Charge Transport and Catalysis by Molecules Confined in Polymeric Materialsand Application to Future Nanodevices for Energy Conversion

Abstract

Polymeric materials confining functional molecules are one of the most promising materials for designing nanodevices for energy conversion, e.g., solar cells, fuel cells, and artificial photosynthetic devices that are expected to provide a renewable energy resource. Charge transport (CT) and catalysis by redox molecules in polymeric solid materials are reviewed with a focus on a polyanion film, typically Nafion and other polymeric materials, containing excess water. CT in a polyanion film is evaluated based on the physical displacement (physical diffusion) and charge hopping mechanisms between redox molecules. The mechanism of CT is exhibited to depend on the structure and redox reaction of the center molecules, and the influencing factor on CT is discussed.
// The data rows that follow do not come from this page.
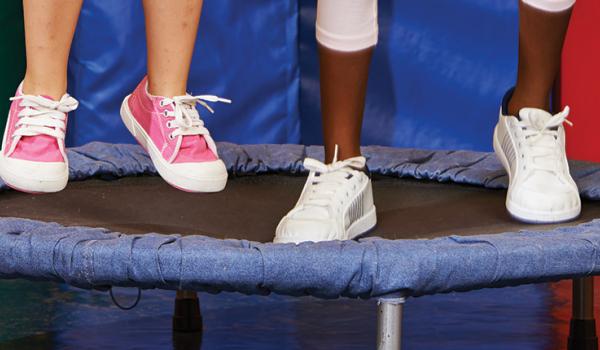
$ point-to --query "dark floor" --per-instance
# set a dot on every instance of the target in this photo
(251, 206)
(48, 316)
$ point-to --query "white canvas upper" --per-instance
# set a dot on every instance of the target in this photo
(532, 150)
(336, 204)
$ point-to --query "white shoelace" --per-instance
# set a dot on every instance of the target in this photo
(42, 116)
(331, 178)
(542, 142)
(187, 119)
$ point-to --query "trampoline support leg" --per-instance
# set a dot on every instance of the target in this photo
(186, 316)
(582, 333)
(389, 323)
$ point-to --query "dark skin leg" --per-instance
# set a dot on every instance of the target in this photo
(343, 78)
(541, 38)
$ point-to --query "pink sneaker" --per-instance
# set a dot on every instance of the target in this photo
(33, 157)
(171, 131)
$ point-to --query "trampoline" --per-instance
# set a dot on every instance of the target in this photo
(442, 227)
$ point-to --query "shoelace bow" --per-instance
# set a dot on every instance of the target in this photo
(331, 178)
(42, 116)
(543, 141)
(187, 119)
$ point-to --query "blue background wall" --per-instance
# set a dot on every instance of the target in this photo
(436, 80)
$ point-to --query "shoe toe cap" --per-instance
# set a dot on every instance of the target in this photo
(298, 230)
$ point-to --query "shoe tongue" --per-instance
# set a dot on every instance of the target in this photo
(534, 117)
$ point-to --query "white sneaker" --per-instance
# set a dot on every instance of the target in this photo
(532, 150)
(336, 204)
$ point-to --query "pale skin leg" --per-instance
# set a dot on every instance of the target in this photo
(49, 29)
(171, 28)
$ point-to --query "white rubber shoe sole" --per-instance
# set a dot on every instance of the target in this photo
(34, 177)
(525, 214)
(191, 177)
(359, 228)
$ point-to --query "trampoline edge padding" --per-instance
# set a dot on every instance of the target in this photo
(96, 258)
(104, 160)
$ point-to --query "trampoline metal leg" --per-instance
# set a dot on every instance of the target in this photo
(582, 334)
(389, 323)
(186, 316)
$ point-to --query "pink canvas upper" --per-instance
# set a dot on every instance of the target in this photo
(150, 114)
(39, 148)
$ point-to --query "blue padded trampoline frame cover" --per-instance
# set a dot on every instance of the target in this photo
(97, 258)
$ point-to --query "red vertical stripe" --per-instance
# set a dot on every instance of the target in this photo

For the polymeric solid reactor containing excess water, the physical data of CT and molecular transport in the bulk matrix are summarized to demonstrate that the electrochemical reaction in the solid reactor occurs similarly as in an aqueous solution. Recent progress in molecular catalysis for multielectron redox reactions with a focus on water oxidation, reduction of proton, and carbon dioxide is introduced, and the catalytic activity and mechanism in solution and polymeric matrixes are reviewed. A dye-sensitized solar cell was fabricated using polymeric solid materials containing excess organic solution as an electrolyte layer, and its performance similar to a liquid-type solar cell is discussed based on the physicochemical data in the polymeric solid materials. Recent approaches toward construction of an artificial photosynthetic system are reviewed, and, finally, concluding remarks and directions for future research are given.